Well, this is my first post in Programmer's Heaven.
Recently, I began developing my own programming library, written in C. When I got to the graphics, I became stumped, because I want the library to be portable, on both OS, and hardware. Every way I think of creating graphics, a different architecture or software platform is excluded. For example, if I used the Windows API, only windows, or possibly Wine can run it; if I use assembler, only one architecture can run it, and I REALLY don't want to re-write the assembly routines for multiple architectures (don't think I could do it for many at all =]...). Any ideas?

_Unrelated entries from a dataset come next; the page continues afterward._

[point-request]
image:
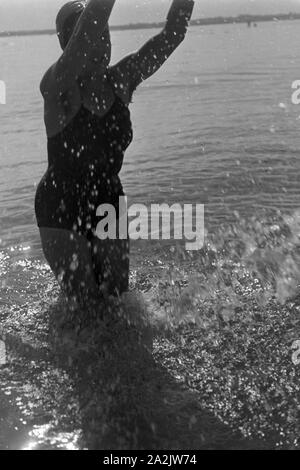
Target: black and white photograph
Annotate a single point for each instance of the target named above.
(149, 228)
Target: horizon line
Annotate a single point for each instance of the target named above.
(217, 20)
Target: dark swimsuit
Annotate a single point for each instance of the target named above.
(84, 161)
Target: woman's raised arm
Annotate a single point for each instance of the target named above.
(140, 65)
(87, 35)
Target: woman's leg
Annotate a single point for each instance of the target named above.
(111, 265)
(69, 257)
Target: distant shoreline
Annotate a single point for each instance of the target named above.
(248, 19)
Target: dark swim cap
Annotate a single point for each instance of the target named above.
(66, 20)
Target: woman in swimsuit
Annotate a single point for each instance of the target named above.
(88, 130)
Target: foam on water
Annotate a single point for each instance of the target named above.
(246, 270)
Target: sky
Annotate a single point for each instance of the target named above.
(40, 14)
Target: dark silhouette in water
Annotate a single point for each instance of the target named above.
(88, 130)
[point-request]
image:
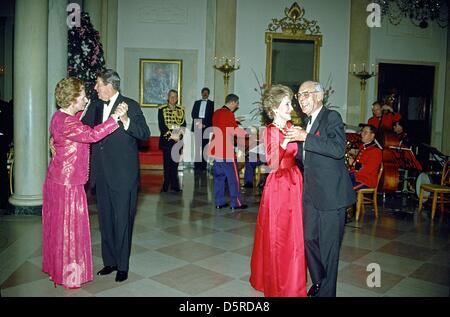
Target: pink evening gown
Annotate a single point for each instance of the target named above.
(66, 239)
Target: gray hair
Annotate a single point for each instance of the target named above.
(110, 76)
(317, 86)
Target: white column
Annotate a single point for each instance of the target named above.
(57, 52)
(30, 104)
(225, 44)
(9, 41)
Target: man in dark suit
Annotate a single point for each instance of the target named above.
(327, 189)
(201, 120)
(6, 133)
(115, 172)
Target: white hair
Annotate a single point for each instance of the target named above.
(317, 86)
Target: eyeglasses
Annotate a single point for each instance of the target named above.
(304, 94)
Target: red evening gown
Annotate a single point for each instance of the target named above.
(278, 263)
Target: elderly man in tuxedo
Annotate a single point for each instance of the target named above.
(115, 172)
(201, 120)
(327, 189)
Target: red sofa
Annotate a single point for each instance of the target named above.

I'm not exactly sure what you might need, but you're probably looking for something like SDL or OpenGL:
I wonder why you would want to make your own library for this. It's great for learning, but not very practical when other libraries already exist that do a great job at it. I also don't think it's sensible to make a library that does everything (at least not all by yourself). That would be reinventing the wheel. Not to discourage or anything, just wondering
The graphics context should contain the members
long (*getpixel)(int x, int y, void *ptr);
void (*putpixel)(int x, int y, long color, void *ptr);
width and height are self-explantory. getpixel and putpixel anre fuunction pointers which read and write single pixels to the screen. ptr is a general-purpose hook so the functions don't have to rely on global data.
These days you can pretty much guarantee truecolour graphics. However you'll have to add extra members if you wish to support paletted images nicely.
Using this abstraction layer, all your algorithms can work perfectly portably.